As Excel Saga begins, series star Excel ("first name Excel, last name Excel, Excel for short") is skipping merrily away from her high school on graduation day. She's immediately run over by a truck. Her life flashes before her eyesoddly, it seems to include a scene in which robed midgets are crucifying herand she dies. Drifting through space, her soul encounters "The Great Will of the Macrocosm," which chides her for dying "the moment the show starts," and resurrects her to get things back to normal. In the next scene, she's reporting to a robed man who wants to tell her something about the world's evils, but she's so busy proclaiming her devotion to him that she isn't listening. Frustrated, he shoots her to death. Twice. With the increasingly busy Great Will scooting in to clean things up each time.

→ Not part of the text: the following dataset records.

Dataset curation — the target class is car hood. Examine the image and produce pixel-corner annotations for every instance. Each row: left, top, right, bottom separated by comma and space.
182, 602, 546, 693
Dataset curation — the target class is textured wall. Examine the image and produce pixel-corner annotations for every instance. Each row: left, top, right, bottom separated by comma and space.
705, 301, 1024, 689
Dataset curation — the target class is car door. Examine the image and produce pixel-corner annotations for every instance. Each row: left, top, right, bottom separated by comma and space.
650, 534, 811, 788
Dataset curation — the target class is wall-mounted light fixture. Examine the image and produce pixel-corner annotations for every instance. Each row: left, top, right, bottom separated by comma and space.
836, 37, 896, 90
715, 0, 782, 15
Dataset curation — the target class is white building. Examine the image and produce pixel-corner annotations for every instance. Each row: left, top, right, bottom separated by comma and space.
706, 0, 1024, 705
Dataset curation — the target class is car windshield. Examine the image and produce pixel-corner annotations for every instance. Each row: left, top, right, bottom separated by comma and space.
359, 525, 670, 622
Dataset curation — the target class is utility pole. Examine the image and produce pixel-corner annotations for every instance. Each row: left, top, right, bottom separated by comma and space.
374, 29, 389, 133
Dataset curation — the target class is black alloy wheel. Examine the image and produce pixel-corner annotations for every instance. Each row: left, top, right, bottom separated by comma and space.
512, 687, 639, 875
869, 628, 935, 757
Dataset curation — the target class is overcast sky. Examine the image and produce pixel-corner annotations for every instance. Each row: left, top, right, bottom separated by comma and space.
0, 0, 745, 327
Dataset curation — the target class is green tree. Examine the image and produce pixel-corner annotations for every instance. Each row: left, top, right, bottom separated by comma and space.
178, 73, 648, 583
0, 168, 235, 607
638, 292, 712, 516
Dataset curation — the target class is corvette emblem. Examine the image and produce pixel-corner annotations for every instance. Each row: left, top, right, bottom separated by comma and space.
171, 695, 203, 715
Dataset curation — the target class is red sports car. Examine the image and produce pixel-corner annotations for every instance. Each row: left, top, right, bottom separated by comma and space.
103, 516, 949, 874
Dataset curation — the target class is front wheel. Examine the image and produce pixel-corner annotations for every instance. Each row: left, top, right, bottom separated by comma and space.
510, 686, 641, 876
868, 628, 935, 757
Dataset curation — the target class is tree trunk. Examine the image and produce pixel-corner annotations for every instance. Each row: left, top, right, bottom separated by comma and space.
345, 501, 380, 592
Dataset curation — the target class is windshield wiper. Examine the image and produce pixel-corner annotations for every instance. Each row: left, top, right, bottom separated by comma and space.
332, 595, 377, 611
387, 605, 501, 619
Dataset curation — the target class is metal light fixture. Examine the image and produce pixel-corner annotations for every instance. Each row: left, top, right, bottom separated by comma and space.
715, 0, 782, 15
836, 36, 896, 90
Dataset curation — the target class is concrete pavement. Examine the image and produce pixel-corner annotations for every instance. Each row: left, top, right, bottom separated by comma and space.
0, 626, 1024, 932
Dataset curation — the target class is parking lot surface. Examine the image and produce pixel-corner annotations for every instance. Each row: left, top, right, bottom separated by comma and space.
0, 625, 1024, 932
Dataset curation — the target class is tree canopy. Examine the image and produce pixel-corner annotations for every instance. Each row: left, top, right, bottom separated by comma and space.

Eventually, Excel manages to focus long enough to hear her mission: track down Koshi Rikdo, the manga artist who created Excel Saga, and kill him for contributing to the corruption of society.
This kind of self-referential, maniacal sequence is entirely typical of Excel Saga, a deeply twisted satirical comedy in which the director frequently shows up to save the day, Rikdo appears before every episode to give it his official, legal sanction, a sad dog (which Excel has designated as her emergency meat supply) sings the closing theme (or, rather, howls it, with a translator reading the lyrics), and every anime trope imaginable is hauled out for parody. The show's official title card reads "Quack Experimental Anime Excel Saga," and the series certainly lives up to that name.
The first episode is simply a rush of hilarious nonsense; Excel waits until the second installment to explain that she's the sole member of ACROSS, an organization dedicated to conquering the world and wiping out corruption. Her boss, Ilpallazo, lurks in an underground lair hatching plots, which Excel invariably sabotages with her hyperactive incompetence. Eventually, ACROSS does get a new recruit, a consumptive, anemic woman named Hyatt who hacks up blood during the opening-credit j-pop song and typically dies several times per episode. This does not help the group's goals much.